ALFRED is a local-first AI research agent that takes you from a raw hypothesis all the way through literature review, experiment design, sandboxed code execution, live metric streaming, automatic error fixing, result interpretation, iterative refinement, comparison dashboards, and paper export — entirely on your own hardware.
No data leaves your machine. All LLMs run locally via Ollama.
Deep multi-source literature sweep across arXiv, Semantic Scholar, OpenAlex, and DuckDuckGo. Uses snowball sampling and fuzzy deduplication to surface the most relevant prior work, then scores your hypothesis on novelty, gap, and publishability (0–100 each) with verifiable citations.
Configurable depth: set research_num_queries in alfred_config.json to
1 (fast pipeline test) or 5 (thorough, production-grade review). Default
is 1 so you can iterate quickly.
Skip option: If you already know the literature or just want to start hacking, use the "Skip research → Jump to experiment design" button on the empty chat screen to bypass Stage 1 entirely.
Collaborative multi-turn dialogue to design a concrete experiment plan. ALFRED proposes options and trade-offs; you decide. Produces a structured plan card (objective, architecture, hyperparams, dataset, seed, version mode) gated behind a human approval step.

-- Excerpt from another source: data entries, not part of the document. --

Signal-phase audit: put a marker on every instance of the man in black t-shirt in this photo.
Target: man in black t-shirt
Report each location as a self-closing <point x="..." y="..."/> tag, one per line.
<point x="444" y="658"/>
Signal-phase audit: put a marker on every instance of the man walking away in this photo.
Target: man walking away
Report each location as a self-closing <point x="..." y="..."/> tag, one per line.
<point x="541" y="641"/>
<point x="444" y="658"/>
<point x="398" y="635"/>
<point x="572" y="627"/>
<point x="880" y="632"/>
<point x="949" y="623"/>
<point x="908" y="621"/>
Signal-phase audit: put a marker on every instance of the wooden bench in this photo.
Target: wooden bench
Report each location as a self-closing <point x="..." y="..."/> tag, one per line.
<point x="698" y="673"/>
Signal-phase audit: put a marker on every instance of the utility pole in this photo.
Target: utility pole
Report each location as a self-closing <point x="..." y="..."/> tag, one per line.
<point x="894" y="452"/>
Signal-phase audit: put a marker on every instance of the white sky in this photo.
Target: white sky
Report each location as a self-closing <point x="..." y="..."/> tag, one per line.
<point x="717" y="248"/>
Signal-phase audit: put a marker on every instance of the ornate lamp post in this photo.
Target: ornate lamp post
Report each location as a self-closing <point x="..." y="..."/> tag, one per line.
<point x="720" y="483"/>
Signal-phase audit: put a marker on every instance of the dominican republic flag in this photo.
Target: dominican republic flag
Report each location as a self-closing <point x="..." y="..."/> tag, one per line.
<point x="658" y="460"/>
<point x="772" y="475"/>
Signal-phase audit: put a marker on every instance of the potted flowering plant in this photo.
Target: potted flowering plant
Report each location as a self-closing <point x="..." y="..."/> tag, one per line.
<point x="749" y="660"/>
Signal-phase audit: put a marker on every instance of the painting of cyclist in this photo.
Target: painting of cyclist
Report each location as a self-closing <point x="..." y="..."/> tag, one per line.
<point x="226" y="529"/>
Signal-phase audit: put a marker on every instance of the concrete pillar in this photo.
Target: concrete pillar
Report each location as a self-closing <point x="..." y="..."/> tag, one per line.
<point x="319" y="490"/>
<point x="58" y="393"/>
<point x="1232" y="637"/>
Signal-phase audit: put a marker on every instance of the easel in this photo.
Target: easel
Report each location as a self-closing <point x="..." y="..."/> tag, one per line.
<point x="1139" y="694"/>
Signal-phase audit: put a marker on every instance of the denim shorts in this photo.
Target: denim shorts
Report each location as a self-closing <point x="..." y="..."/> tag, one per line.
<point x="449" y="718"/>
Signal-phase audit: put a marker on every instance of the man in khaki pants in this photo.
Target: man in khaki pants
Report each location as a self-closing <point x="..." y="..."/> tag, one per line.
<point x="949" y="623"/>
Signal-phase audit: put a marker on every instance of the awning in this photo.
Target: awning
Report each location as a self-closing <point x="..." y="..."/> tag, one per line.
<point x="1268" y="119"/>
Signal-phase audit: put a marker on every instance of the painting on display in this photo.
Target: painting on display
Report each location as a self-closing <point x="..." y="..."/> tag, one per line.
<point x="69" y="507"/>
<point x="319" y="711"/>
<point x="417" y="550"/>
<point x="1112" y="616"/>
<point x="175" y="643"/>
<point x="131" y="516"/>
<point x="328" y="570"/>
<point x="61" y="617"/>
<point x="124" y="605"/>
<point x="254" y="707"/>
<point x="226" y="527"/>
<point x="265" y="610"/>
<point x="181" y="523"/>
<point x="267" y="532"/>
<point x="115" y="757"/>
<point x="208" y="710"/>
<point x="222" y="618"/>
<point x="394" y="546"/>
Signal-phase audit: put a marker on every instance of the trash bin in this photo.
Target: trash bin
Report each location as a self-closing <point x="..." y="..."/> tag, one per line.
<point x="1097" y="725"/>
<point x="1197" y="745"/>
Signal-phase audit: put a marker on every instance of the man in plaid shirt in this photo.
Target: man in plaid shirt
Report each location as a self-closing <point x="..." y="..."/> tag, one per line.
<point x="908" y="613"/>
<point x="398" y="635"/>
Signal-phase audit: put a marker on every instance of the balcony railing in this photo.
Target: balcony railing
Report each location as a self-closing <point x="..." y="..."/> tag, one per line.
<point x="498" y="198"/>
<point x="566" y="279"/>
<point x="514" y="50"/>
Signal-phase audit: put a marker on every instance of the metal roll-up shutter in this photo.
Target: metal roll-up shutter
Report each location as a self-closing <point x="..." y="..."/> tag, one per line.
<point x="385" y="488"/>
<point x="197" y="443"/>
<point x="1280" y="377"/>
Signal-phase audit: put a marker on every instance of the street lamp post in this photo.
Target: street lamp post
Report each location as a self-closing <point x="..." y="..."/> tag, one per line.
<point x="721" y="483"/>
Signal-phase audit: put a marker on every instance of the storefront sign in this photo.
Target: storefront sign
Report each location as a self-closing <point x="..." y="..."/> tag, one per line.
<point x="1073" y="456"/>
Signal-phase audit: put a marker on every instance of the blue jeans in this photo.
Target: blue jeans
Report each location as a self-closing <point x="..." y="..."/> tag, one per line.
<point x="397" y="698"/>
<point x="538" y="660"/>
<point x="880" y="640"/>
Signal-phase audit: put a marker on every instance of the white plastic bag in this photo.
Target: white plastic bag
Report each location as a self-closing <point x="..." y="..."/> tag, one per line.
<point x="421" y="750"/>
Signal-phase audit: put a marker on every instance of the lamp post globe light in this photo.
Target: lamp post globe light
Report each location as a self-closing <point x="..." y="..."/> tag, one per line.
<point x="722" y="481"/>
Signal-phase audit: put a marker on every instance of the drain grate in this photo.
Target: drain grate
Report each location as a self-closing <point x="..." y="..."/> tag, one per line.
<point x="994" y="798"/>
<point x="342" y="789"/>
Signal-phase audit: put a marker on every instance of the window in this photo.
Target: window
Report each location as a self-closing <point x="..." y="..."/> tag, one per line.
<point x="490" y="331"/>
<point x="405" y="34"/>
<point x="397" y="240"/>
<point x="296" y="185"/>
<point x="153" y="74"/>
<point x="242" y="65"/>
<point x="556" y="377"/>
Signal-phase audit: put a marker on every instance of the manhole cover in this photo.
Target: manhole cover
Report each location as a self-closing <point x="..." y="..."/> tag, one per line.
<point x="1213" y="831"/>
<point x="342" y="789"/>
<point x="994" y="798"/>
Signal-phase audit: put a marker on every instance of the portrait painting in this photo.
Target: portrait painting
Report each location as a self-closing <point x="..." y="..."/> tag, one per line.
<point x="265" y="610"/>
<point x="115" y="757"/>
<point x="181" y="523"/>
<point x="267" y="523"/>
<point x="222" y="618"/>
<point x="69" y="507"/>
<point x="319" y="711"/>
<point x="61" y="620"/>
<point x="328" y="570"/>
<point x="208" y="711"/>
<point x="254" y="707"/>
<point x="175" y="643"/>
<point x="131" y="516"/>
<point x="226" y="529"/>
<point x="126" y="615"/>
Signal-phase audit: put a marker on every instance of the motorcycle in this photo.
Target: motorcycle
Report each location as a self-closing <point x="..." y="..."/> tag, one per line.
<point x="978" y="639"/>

Plan cards show a runtime estimate based on the median of your past runs on this hardware.
Rejection → auto-refinement loop: If you reject a plan with feedback, ALFRED immediately incorporates your feedback and streams a revised proposal — no need to re-type anything. A new approval card appears automatically once the revised plan is ready. Enable Show Work to see the LLM's refinement reasoning in real time.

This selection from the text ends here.